Le Pr Rémi Salomon, chef du service de néphrologie pédiatrique à l’hôpital Necker-Enfants malades (AP-HP) et président de la Conférence des présidents de CME de CHU, persiste et signe. « Réduire ce stage à trois mois est une erreur, c’est bien trop court pour former les internes ». Si le professeur de pédiatrie ne remet pas en cause la capacité des généralistes à former leurs futurs confrères à la santé de l’enfant, il estime qu’un semestre en service hospitalier demeure indispensable. « La pratique de la pédiatrie en ville n’est pas la même qu’à l’hôpital, insiste-t-il. Un stage en service de pédiatrie ou en urgences pédiatriques permet de découvrir d’autres aspects de la pratique, avec des enfants plus gravement malades : des nourrissons en état de mal épileptique convulsif ou en crise d’asthme sévère ».

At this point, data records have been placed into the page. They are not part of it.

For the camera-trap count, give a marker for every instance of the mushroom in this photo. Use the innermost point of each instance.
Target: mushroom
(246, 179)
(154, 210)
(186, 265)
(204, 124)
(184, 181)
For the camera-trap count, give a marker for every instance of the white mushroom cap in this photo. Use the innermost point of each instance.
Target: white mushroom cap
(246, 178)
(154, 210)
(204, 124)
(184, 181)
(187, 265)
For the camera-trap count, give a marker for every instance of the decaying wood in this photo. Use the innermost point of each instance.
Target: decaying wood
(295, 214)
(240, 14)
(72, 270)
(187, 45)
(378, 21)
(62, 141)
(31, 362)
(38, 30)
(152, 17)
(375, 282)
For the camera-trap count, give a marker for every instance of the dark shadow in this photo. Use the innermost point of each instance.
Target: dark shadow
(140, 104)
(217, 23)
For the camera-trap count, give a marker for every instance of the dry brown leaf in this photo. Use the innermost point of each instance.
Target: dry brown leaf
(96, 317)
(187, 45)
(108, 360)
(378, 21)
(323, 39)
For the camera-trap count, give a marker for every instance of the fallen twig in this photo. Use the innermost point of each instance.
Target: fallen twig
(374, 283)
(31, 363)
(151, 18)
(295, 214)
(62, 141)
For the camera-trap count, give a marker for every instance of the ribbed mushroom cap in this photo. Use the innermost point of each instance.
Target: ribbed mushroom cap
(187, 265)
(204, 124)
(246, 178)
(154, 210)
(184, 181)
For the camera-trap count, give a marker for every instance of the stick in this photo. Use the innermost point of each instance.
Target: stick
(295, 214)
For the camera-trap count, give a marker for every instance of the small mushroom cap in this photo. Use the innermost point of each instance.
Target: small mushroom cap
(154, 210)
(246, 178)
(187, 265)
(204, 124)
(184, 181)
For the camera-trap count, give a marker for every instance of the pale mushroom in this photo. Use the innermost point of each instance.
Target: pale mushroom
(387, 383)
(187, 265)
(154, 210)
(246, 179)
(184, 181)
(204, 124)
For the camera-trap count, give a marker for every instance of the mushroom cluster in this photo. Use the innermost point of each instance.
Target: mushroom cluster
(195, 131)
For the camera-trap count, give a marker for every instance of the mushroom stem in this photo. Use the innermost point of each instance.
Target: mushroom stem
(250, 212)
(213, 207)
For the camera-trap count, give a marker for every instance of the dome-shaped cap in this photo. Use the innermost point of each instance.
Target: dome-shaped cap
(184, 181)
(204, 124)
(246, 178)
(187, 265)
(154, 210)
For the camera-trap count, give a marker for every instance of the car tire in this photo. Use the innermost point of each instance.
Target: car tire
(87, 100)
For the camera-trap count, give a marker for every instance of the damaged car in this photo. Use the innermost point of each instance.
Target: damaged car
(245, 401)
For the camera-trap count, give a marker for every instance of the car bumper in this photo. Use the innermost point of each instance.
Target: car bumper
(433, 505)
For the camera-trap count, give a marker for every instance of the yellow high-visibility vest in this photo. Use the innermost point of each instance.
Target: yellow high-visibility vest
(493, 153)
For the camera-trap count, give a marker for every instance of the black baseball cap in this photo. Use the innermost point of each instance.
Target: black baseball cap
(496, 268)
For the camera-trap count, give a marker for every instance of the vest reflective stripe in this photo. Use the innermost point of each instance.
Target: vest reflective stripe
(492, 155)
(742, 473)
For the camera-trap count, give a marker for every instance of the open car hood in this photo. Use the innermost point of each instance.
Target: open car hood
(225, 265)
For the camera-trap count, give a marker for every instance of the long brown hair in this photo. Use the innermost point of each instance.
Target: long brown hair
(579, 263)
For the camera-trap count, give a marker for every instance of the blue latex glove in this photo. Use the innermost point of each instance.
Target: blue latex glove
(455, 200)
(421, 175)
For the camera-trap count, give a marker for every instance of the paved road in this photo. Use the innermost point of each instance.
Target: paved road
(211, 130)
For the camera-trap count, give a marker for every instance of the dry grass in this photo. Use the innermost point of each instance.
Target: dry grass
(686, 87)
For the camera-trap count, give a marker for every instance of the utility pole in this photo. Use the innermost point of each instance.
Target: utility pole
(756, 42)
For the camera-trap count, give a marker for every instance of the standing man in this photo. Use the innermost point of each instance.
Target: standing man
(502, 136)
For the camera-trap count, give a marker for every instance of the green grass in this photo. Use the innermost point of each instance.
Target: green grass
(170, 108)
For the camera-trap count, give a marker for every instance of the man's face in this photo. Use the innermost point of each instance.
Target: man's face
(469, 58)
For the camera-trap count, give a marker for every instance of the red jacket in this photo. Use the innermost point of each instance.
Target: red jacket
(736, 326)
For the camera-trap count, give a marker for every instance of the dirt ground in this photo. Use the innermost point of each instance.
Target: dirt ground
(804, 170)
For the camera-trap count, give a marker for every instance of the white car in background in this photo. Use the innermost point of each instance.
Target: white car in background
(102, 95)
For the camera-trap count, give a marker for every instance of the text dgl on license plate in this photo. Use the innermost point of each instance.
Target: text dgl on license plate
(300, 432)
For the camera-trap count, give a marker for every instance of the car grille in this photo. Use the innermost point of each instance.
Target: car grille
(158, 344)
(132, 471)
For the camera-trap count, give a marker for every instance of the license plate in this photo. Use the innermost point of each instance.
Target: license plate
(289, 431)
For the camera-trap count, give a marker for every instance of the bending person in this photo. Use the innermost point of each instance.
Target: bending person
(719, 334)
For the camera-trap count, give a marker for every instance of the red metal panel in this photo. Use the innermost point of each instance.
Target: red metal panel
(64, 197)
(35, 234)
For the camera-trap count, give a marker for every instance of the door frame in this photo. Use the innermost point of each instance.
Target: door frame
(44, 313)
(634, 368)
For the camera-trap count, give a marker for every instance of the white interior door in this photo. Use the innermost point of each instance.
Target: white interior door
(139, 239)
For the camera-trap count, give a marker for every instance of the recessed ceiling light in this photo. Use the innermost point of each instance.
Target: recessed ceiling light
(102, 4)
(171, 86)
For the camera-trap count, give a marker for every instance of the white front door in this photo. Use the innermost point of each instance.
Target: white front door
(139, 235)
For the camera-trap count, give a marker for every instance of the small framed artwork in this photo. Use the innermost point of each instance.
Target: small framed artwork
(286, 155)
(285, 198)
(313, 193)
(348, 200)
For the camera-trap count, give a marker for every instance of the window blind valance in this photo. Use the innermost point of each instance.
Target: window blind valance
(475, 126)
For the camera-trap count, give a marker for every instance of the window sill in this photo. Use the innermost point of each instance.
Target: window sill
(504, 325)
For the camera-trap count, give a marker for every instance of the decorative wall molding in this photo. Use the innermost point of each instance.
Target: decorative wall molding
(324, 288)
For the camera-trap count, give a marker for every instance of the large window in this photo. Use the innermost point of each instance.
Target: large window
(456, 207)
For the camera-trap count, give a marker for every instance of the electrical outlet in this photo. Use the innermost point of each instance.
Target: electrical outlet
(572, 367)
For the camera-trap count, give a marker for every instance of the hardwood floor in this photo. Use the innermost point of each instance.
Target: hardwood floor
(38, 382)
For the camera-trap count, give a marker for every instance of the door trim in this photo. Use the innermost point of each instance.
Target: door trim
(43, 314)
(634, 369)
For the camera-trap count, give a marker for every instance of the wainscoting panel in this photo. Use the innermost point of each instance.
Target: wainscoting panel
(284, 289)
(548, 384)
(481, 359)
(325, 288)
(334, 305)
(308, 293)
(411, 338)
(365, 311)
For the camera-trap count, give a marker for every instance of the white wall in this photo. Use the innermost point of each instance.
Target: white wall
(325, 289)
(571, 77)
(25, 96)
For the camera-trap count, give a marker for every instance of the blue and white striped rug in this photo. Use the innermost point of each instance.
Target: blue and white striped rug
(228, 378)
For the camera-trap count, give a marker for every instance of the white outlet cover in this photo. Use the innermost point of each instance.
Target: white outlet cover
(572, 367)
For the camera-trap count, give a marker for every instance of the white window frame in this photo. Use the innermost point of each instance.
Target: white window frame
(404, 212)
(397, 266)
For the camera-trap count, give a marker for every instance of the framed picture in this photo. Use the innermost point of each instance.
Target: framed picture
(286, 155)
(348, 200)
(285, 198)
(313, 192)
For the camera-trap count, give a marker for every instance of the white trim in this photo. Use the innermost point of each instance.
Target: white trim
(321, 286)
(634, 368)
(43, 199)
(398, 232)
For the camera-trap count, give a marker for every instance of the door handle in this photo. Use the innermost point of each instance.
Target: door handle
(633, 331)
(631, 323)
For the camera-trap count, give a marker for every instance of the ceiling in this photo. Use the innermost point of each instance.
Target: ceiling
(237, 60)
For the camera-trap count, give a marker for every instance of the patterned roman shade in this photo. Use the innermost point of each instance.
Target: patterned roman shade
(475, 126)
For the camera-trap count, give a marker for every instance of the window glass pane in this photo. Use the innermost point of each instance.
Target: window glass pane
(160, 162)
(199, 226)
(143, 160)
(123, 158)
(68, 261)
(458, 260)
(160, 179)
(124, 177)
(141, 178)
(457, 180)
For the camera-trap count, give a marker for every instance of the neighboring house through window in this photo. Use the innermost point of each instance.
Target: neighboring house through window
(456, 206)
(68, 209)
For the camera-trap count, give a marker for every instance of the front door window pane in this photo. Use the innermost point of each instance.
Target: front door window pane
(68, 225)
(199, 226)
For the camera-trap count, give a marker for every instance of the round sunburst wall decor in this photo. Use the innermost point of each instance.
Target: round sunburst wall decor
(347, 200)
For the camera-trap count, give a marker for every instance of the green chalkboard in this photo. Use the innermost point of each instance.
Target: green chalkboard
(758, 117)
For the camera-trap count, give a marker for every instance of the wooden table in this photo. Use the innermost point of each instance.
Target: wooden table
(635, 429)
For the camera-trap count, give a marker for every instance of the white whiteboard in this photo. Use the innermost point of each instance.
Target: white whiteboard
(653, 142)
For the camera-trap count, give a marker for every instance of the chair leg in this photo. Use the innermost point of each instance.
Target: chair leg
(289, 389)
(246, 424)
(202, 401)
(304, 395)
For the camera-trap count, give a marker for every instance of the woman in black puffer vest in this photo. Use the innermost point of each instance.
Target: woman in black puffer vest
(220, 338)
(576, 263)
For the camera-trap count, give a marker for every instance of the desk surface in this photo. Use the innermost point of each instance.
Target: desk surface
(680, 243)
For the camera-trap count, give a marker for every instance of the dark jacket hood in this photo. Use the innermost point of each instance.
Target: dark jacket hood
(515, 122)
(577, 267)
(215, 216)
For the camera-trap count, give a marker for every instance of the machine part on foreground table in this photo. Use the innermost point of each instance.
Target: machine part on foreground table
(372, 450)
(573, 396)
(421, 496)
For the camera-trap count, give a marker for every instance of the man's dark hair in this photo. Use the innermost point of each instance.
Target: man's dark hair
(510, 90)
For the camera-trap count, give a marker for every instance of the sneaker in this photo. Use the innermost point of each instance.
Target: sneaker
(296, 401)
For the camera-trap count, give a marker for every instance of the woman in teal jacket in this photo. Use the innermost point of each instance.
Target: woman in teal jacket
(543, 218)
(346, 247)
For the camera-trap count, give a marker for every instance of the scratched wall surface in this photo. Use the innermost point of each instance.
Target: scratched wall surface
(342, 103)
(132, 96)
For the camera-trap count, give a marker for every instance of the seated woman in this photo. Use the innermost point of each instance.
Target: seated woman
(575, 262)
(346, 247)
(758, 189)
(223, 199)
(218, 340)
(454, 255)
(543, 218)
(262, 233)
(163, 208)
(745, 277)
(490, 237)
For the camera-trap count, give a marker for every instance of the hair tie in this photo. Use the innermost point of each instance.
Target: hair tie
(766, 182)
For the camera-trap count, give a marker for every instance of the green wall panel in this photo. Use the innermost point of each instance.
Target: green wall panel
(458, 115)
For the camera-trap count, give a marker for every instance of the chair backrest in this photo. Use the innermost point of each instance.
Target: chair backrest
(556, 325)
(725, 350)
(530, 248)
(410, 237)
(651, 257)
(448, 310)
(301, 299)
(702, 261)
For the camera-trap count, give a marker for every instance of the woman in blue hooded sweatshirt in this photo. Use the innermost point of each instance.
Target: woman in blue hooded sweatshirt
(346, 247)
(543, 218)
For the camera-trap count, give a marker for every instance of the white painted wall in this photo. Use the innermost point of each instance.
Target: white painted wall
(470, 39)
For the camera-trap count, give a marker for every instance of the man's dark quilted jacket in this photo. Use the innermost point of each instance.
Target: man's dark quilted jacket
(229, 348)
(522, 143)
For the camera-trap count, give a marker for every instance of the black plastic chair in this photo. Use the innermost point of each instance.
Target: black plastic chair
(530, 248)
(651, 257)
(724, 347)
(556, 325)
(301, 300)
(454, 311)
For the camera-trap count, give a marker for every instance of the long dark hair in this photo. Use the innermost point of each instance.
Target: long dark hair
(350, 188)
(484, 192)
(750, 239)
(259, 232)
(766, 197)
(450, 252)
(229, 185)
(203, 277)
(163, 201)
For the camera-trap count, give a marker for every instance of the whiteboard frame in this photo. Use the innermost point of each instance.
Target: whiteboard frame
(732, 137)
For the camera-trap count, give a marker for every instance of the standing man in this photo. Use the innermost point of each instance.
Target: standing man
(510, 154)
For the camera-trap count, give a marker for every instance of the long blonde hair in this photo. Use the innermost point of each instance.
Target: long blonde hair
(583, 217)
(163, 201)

Des internes pour faire tourner les services ?
Mais pour le Pr Olivier Saint-Lary, président du Collège national des généralistes enseignants (CNGE), l’argument pédagogique brandi par les pédiatres hospitaliers et hospitalo-universitaires est « fallacieux » et ne tient pas la route. « La formation à la santé de l’enfant des futurs généralistes – qui assurent aujourd’hui plus de 80 % des consultations des enfants de moins de 16 ans – s’acquiert en grande partie en ambulatoire ! Malheureusement, de nombreux services hospitaliers très spécialisés n’offrent pas une formation adaptée à l’activité future des praticiens. Savoir prendre en charge un enfant en néonatalogie ne correspond pas aux besoins de formation, illustre l’enseignant. Je crois surtout que les pédiatres hospitaliers s’inquiètent de la façon dont ils vont pouvoir continuer à faire tourner leurs services ».
Sans renoncer à l’argument de la qualité pédagogique des stages hospitaliers, le Pr Rémi Salomon ne dément pas ce besoin criant de ressources médicales. « Ce n’est pas politiquement correct de le dire mais oui, la réalité est que dans certains services hospitaliers, les équipes risquent d’être très fragilisées sans internes. Certains services d’urgences pédiatriques pourraient même fermer comme on a pu récemment le voir. Notre système de santé tient sur deux jambes. Il faut une médecine de ville et un hôpital qui marchent bien ».
Dans ce contexte inflammable, une réconciliation est-elle possible ? Rien n’est moins sûr. Face à la communication jugée « choquante, intempestive et condescendante » des pédiatres hospitalo-universitaires à leur égard, les généralistes enseignants (CNGE, Snemg) rejoints par plusieurs syndicats de praticiens libéraux installés (MG France, CSMF, UFML-S et FMF) et représentants des juniors (Isnar-IMG, ReAGJIR et Anemf) ont annoncé leur intention de se « retirer » des Assises de la pédiatrie. Tous dénoncent la « vision restreinte, extrêmement hospitalo-centrée » de la santé des enfants. Ambiance…
Les internes favorables au maintien du stage libre
La création d’un stage libre au moyen de la fusion du stage de gynécologie et de pédiatrie – réduits respectivement de six à trois mois – pour libérer un semestre dans la nouvelle maquette de médecine générale est une mesure largement soutenue par les internes de médecine générale. Dans une enquête menée par l’Isnar-IMG (772 répondants), 75 % des futurs généralistes consultés y sont favorables. Toutefois, les internes parisiens en médecine générale, représentés par le SRP-IMG, sont, eux, partagés. « Notre enquête (406 répondants, NDLR) montre que la moitié de nos adhérents est favorable au maintien de la durée du stage de pédiatrie à six mois et l’autre moitié est favorable à une fusion du stage de pédiatrie et de gynécologie. Étant donné les résultats, nous prônons donc la liberté de choix pour les internes », avance Margot Martinez, présidente du syndicat. À noter que le stage couplé en pédiatrie/gynécologie (trois mois + trois mois) est déjà en vigueur dans la grande majorité des subdivisions (22 sur 29).